# Web Scraping in Python: Analyzing NBA Player Salaries

Erick Lu

March 22, 2020

This will be a tutorial on web scraping using Python’s urllib and regular expression (re) modules. I will be using these tools to write a python script that will “scrape” (obtain) data from the ESPN website and extract any relevant information (salaries, team names, etc.). Web scraping is a useful technique to learn that will allow you to extract data from websites that don’t offer formatted, raw data to the public. You can write scripts to automate the process of obtaining information from these websites, so that you don’t have to spend hours flipping through each page and copy-pasting.

I will be collecting two statistics on the salaries of all the players in the NBA (As of currently, March 2020):
1. the average salary paid to each individual team in the NBA.
2.  the highest salary (and corresponding player) on each team in the NBA.

Let’s first plan out how to do this in the easiest possible way, before diving into the code. The first we should do is take a look at the website to figure out which web pages we will be scraping information from.
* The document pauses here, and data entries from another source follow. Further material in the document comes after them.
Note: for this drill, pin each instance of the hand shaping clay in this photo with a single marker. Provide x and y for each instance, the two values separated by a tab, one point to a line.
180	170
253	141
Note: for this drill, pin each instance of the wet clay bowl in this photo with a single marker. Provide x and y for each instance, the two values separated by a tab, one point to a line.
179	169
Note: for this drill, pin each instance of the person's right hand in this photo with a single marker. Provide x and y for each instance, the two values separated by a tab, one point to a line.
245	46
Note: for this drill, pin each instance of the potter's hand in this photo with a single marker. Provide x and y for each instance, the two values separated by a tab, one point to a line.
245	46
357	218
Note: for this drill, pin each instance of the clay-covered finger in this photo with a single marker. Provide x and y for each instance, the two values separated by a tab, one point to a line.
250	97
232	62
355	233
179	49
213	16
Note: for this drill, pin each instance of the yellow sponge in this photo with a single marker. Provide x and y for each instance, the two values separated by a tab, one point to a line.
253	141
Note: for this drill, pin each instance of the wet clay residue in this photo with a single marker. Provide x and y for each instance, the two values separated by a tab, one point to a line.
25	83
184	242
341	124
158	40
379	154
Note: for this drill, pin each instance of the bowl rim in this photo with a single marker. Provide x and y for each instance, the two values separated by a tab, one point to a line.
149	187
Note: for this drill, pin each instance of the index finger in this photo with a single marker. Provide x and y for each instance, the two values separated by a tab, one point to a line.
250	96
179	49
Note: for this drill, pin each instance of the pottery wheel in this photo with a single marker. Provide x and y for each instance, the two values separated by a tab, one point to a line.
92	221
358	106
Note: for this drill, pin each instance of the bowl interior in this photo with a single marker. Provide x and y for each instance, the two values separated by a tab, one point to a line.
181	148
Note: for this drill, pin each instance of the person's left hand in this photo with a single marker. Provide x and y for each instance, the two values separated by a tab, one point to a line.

The teams page looks like the following:

This looks very promising. All the team names are listed on this page, which means that they can easily be extracted from the page source. A good idea would be to have the python script obtain a list of all the teams from this specific URL, create the URLs for each team (format: http://espn.go.com/nba/team/roster/_/name/ + TEAM NAME) using that list, then systematically loop through all the team URLs and have the python script extract the player salaries from page sources of each of them.

Let’s take a look at the page source to see if this is feasible:

In general, webpages that link to other webpages always have their links provided in some sort of pattern (look below the highlighted segment in the page source above). We’re going to take advantage of this.
Let’s take a look at the Roster page within each team’s URL. Below is a screenshot (clickable) of the Boston Celtic’s roster page and page source:

Again, looking at the page source reveals that each player’s name and information are all provided in a specific pattern, which we can take advantage of when using RegEx’s to extract snippets of data from each page source.

After examining the general structure of the website, we can begin to write the python script.
Start by importing the “urllib” and “re” packages:

In [8]:
import re
import urllib
from time import sleep

Now, let’s create a function that will extract all the team names from the
URL: http://espn.go.com/nba/teams, and return a list of each team’s roster URL:

In [16]:
f = urllib.request.urlopen('http://www.espn.com/nba/teams')
words = f.read().decode('utf-8')

re.findall

teams = dict(re.findall("www\.espn\.com/nba/team/_/name/(\w+)/(.+?)\",", words))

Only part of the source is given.